Doesn't shorting stuff out do some major damage?


----------



## linkin

Cooking oil won't short anything, but it will damage the ahrd drive and make the computer very uncomfortable to use... yes, if you take the HDD out quick smart you should be able to save it. maybe take out the battery too.


----------



## ganzey

bkribbs said:


> Doesn't shorting stuff out do some major damage?



cooking oil is non conductive, meaning it wont short out electrical components. look up oil cooled computers


----------



## bkribbs

ganzey said:


> cooking oil is non conductive, meaning it wont short out electrical components. look up oil cooled computers



Oh I was confused by PohTayToes' first post. He has a typo, saying it would short it out, not causing much damage. But I understans. Thanks.


----------



## PohTayToez

*wouldn't


----------



## ganzey

hey, at least you didnt spill any oil the the gulf of mexico XD


----------



## strict

what I would do is try to clean it with a few lit matches. Not only does the oil not conduct,  it is flame retardant and actually cleanses when combined with fire. 


umm. . .   ?


----------



## linkin

I would not try to light it up. that will damage your hardware if it ignites... msot likely melt a lot of plastic and mess up what little airflow the laptop has.
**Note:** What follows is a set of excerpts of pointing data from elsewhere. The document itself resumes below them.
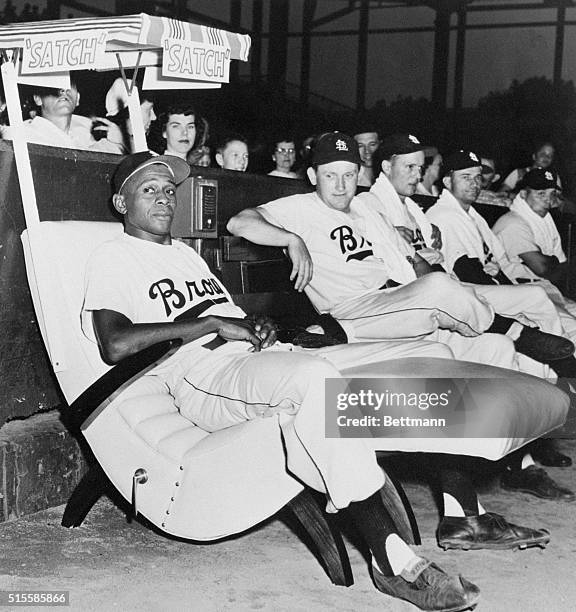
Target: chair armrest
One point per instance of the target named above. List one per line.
(108, 386)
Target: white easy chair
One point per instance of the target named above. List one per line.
(187, 482)
(203, 486)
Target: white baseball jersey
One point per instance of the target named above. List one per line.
(523, 231)
(154, 283)
(468, 234)
(345, 264)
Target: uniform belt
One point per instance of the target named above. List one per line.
(214, 343)
(389, 284)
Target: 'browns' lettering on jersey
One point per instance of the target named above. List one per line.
(176, 299)
(351, 246)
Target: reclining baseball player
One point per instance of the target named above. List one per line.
(142, 288)
(328, 235)
(400, 159)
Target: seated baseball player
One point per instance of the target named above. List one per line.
(332, 238)
(142, 288)
(473, 252)
(392, 196)
(529, 234)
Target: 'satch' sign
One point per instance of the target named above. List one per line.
(184, 59)
(62, 52)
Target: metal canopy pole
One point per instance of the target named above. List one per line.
(135, 113)
(362, 54)
(460, 58)
(441, 54)
(308, 13)
(559, 46)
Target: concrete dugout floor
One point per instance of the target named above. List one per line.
(107, 564)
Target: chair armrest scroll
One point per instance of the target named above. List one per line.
(108, 386)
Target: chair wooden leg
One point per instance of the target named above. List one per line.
(398, 505)
(327, 539)
(89, 490)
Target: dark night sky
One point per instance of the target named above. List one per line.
(401, 64)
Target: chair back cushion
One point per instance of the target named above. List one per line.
(56, 254)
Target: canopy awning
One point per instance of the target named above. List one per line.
(182, 52)
(128, 32)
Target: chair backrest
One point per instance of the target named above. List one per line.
(56, 253)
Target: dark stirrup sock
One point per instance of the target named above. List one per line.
(500, 325)
(564, 368)
(372, 520)
(459, 485)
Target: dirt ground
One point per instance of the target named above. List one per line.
(107, 564)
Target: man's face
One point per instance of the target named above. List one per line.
(180, 133)
(404, 172)
(61, 103)
(488, 172)
(368, 142)
(433, 170)
(465, 185)
(284, 155)
(540, 200)
(147, 201)
(234, 156)
(335, 183)
(544, 157)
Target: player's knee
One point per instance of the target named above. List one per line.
(315, 368)
(439, 350)
(440, 282)
(501, 350)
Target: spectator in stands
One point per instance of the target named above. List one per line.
(216, 386)
(178, 125)
(487, 194)
(392, 196)
(475, 254)
(200, 155)
(232, 153)
(430, 173)
(58, 126)
(284, 157)
(368, 142)
(542, 157)
(345, 256)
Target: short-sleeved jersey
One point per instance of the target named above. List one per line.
(153, 283)
(345, 266)
(523, 231)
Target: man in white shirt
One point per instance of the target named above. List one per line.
(143, 287)
(344, 255)
(475, 254)
(368, 143)
(528, 231)
(57, 126)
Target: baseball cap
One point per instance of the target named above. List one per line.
(335, 146)
(460, 161)
(131, 164)
(540, 178)
(400, 144)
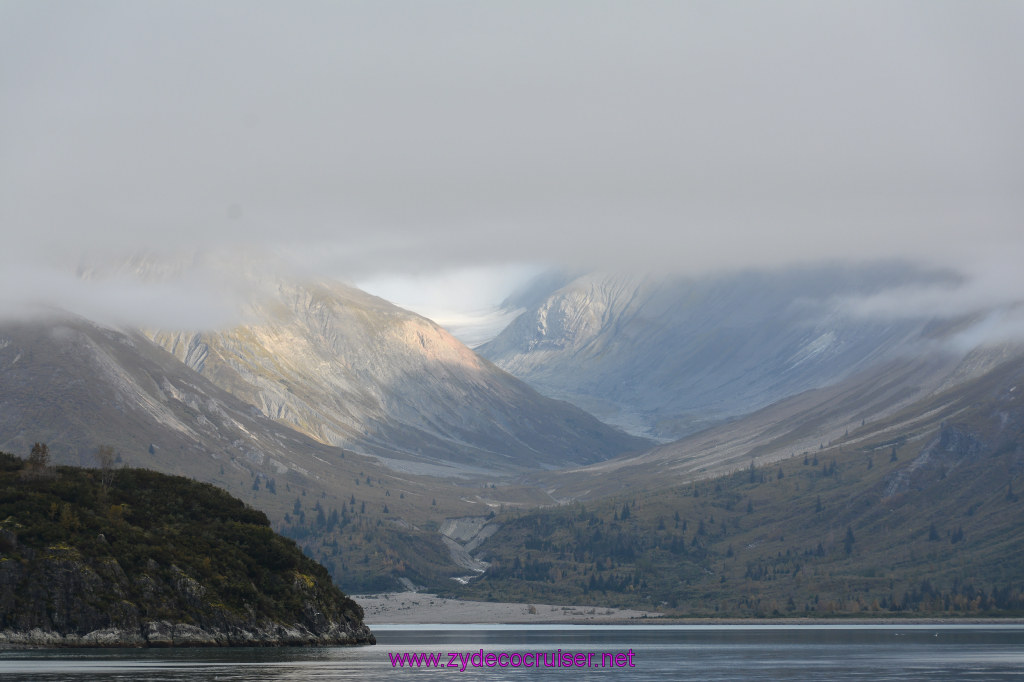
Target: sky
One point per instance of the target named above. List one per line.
(453, 147)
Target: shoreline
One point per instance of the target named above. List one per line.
(398, 608)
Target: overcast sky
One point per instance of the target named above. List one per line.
(380, 140)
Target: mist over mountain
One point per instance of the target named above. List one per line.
(354, 371)
(667, 356)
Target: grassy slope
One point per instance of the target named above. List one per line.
(921, 515)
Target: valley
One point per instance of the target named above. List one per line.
(783, 458)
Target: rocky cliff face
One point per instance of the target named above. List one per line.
(140, 559)
(61, 598)
(353, 371)
(668, 357)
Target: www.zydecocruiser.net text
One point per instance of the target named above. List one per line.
(462, 661)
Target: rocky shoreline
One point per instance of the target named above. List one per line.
(166, 634)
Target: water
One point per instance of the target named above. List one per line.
(659, 652)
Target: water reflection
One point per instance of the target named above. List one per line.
(660, 652)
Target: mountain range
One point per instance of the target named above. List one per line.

does the laptop itself still work?


----------



## bikerkid

since oil is a non conductor of electricity it shouldnt damage any of the components bar the harddrive, however it will mess up all the heat sinking as it willl stop airflow and could cause the whole motherborad to heat up. If the oil was just spilt on the keypad then chances are the keypad will be rewened but the oil shouldnt have filtered into the mother board. best way to find out is take off the screen and flip the laptop upside down to try and get as much of the oil to run out as possibel and pull it apart and see how far it has gone. good luck


----------



## Ultranothing

What causes conductivity in fluids is dissolved metal ions like Iron, Copper, aluminum & disolved salts like NaCl (table salt), KCl, &  various others. Pure H20 will not conduct electricity. This is why over-clockers with water cooling systems use distilled water which has no dissolved ions in it (or at least not enough to be an issue). 

If the oil he spilled has enough metal ions or salts in the solution there is the chance that he can get a short. Its important to know what type of oil he spilled as that will hint at the possibility of it not having any of these dissolved ions.

Usually computer parts are placed in a chemical called Saphire (with one p; it's not spelled like the gem stone) by Tyco or in Mineral Spirits which is a mineral oil. It would be possible to use Distilled Water for this if you could keep ions from dissolving into it but its much easier for ions to dissolve into water than the two chemicals mentioned above (water is the universal solvent as they say) so its not practical.

On a side note PCBs as mentioned above are poly-chlorinated bi-phenyls which are poisons & not Printed Circuit Boards (PCBs) which are used in computers. I think its a good idea to clarify this early on just in case wink.


----------



## paulcheung

If is not an expensive computer, I would advice to get the hard drive out and save the data, and the ram and battery etc. as spare part and discard this computer. cooking oil will stick if you can't totally clean it out. You can't even type on it later. best luck..
Paul


----------